Artist coach Gayle Davidson had the pleasure of sitting down with Katherine Forbes of Designing the Row, DJ Pepper with Lightning 100, and independent artist Elisabeth Beckwitt at AGD Entertainment’s Marketing & Social Networking Panel
The common thread throughout the panel discussion was consistency and genuinity. Katherine Forbes and Elisabeth Beckwitt spoke to how each individual in the music industry has their own vision. Only you can fulfill your dream, because it’s yours. Don’t try to copy what someone else is doing, because their end game is different than yours and you have something that only you can bring to the table. In light of this, an artist or industry professional should find their dream, pursue it to the fullest, and with consistency you’ll get that following that will push you toward your dream.
Why be consistent?
Continually reaching your fans through live performances, social media, content, and new music provides them ways to engage and get involved in your journey. The key to being consistent is planning and big-picture thinking.
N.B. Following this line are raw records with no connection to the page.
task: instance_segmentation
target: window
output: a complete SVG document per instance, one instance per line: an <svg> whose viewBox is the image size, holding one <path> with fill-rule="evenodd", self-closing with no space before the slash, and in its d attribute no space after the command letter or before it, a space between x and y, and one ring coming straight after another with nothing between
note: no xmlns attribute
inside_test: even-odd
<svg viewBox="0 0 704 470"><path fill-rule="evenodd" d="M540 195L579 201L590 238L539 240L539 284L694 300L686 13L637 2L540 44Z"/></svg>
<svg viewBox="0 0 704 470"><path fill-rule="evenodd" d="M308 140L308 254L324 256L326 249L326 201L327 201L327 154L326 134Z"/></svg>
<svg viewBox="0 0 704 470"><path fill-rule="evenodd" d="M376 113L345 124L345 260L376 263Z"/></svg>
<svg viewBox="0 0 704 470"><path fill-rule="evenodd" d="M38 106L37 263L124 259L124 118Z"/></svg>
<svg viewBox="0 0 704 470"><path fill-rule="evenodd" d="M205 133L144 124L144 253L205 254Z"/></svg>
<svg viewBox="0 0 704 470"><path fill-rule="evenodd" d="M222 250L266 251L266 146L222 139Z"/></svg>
There is always purpose behind each post, because it all points to that ultimate vision, whether that be the project you are working on or your brand as a musician. Through the Zero to 60 program, as Elisabeth Beckwitt mentioned in the panel, the artists are encouraged to look at editorial content as if you are creating a magazine. Throughout the magazine there is variety between ads, articles, and photos, all pulling you to subscribe to the common thread that represents the magazine’s vision. Think about how there isn’t ad after ad. When orchestrating editorial content, you give soft pitches, hard pitches, and non-pitches that keep the fan engaged and they become subscribed to your ultimate vision.
Throughout the discussion, Katherine, Elisabeth, and DJ Pepper all spoke to how they personally plan ahead to create time for themselves. The name of the game is work smarter, not harder. To secure a smooth, effective, and strategic roll out, all content must be finalized and planned out. So, before any music is ever released, all of the music is mastered, the research is done, the editorial content is created, merch is ordered, artwork is ready, and so on. Planning ahead, gives you more opportunity to engage with the release of your music through live performances, press interviews, and the like. What artist doesn’t want a well-executed album release?
Elisabeth Beckwitt takes that consistency and planning through every facet of her career. At the panel, she shared about how she plugged her raw reaction to the first time she heard herself on the radio into her editorial. Her genuine reaction to the radio host’s reaction, lead her to be their artist of the week. Being genuine gets you places.
WHY BE GENUINE?
When ideas and music are advertising and expressed in a genuine way, it is natural for it to spread by word of mouth. Many great feats started and spread by word of mouth. If it is authentic and good and if it’s worth it, then it’ll spread. That is how Katherine Forbes explain much of her success with Music Biz Besties and Designing the Row. With Music Biz Besties, she provides a productive environment for female musicians and industry professionals to market, and communicate with other industry females. This has added so much value to not just locally in Nashville, but globally too. Gayle Davidson herself got a job lead from Music Biz Besties that lead her be an Artist Coach at AGD Entertainment.
To promote genuine artist image and content, it is sometimes best to just create for the sake of creating. DJ Pepper, being a musician as well as a radio personality, spoke to how an artist’s creativity is their career, but it also needs to be exercised and experimented with to grow and develop into something greater. Creating music solely for money can leak into ingenuousness and cold passion, but challenging yourself to create outside of your comfort zone will benefit in the long run. DJ Pepper and Elisabeth Beckwitt talked about how marketing yourself effectively and genuinely relies on a proper attitude as well. It’s less about pushing out pressured, perfect content, and more about just sharing what you’re already doing and how they can be a part of it.
This reflects Nashville’s music industry that is more relational versus that of New York or Los Angeles. Zero to 60 by AGD Entertainment utilizes that relational environment and gives free strategy sessions. General advice from these sessions are to start that consistency and think big picture. As mentioned before, other people are getting where they want to go and you need to get where you want to go. So get a vision, and run with it!